In response to my commentary yesterday, Governor Schwarzenegger’s office sent over a list of what they felt were "inaccuracies" in my piece. Immediately below, in burgundy, are the critiques I received. Immediately below that, in green, are my comments on their input. I appreciate the Governor’s office taking the time to respond, and hope that you will take some time to review this dialogue…
INACCURATE: The Governor’s proposed budget compromise leaves the state with a reserve of $1.046 billion at the end of 2008-09 and $1.446 billion in 09-10. What’s more, the borrowing proposal legislative Republicans have floated would leave California with a deficit of more than $9 billion in both years.
"From my read on the plan, the Governor would balance the budget by issuing $3.3 billion from the Economic Recovery Bonds approved by voters in 2004…"

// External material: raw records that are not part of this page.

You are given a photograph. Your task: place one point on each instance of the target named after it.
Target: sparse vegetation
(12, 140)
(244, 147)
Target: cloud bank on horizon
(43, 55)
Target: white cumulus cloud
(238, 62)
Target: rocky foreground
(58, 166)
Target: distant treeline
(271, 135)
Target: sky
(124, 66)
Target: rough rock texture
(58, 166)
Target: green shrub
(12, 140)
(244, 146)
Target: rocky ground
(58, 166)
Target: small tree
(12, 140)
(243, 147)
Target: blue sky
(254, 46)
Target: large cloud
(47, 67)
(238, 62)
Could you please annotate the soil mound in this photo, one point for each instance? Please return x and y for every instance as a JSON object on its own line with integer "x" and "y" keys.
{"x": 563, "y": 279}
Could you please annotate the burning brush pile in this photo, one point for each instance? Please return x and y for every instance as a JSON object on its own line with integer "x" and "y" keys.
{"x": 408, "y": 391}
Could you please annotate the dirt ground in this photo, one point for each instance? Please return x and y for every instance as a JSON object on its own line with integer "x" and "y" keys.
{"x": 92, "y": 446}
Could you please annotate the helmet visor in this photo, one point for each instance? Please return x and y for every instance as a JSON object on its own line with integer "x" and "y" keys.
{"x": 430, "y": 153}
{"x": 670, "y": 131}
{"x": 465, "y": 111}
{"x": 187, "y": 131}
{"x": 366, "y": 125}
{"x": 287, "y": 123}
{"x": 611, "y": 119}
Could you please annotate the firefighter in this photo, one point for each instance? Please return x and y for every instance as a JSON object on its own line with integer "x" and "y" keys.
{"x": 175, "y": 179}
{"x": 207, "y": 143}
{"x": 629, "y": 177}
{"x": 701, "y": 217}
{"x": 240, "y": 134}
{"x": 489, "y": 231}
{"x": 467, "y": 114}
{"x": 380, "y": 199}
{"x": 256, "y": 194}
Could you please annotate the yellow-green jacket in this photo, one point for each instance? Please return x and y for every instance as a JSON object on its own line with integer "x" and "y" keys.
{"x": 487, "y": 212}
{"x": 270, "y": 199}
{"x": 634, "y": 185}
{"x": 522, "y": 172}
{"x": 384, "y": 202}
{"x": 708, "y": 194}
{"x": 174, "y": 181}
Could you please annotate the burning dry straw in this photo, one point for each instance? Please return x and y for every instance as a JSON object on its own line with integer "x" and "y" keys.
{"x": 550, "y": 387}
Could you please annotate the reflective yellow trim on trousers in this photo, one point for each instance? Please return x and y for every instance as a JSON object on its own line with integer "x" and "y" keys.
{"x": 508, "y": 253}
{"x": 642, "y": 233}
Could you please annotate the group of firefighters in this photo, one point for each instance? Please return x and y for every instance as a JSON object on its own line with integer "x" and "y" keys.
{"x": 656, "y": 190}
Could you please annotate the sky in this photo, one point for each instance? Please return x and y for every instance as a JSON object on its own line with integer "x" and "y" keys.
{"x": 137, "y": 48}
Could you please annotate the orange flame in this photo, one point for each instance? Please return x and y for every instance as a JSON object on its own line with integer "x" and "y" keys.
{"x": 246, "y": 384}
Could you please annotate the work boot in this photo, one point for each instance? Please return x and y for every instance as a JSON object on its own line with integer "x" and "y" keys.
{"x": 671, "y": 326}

INACCURATE: The agreement for sale of $3.3 billion in ERBs is not included in the Governor’s compromise budget proposal. That agreement, in fact, took place earlier this year related to the 2007-08 budget.
INACCURATE: “Borrowing” suggests that the state would ultimately have to repay a loan. Securitizing future Lottery revenues would not require the state ever to pay back a single penny—there would be no further debt incurred.
JON FLEISCHMAN’S RESPONSE TO THE CRITIQUES FROM THE GOV’S OFFICE
The 2009-10 reserve is even more suspect because the 2009-10 budget relies on $6 billion from lottery funds to cover the projected General Fund shortfall. (See the discussion below on whether lottery funds are borrowing) If the lottery measure fails at the ballot, the Governor’s budget will be short in 09-10, as acknowledged by the Department of Finance (Page 2 of the August 2008-09 Update – “In the absence of these two components, the only alternatives to solving the state’s budget problems will be massive program cuts and/or major tax increases.”)
In addition, the Governor’s proposal continues to have a shortfall even after $6 billion in lottery funds and $4.8 billion in increased sales taxes. The Governor proposes to cover that gap by suspending the scheduled payment on his past borrowing instruments and suspends the scheduled transfer into the rainy day fund created under Proposition 58 ($1.509 billion as identified on Page 17 of the Department of Finance “August 2008-09 Update-Proposed Compromise”). Thus the Governor’s reserve is made up of either missed payments on his Economic Recovery Bonds or missed payments into the reserve.
Economic Recovery Bonds:
Response: It is true the Governor does not balance the 08-09 budget using the Economic Recovery bonds. The $3.3 billion in bonds were issued just a few short months ago to shore up the 2007-08 budget. These funds were “borrowed” by the Governor without legislative participation as allowed under existing law. This appears counter to his assertion that borrowing was a bad solution for the state.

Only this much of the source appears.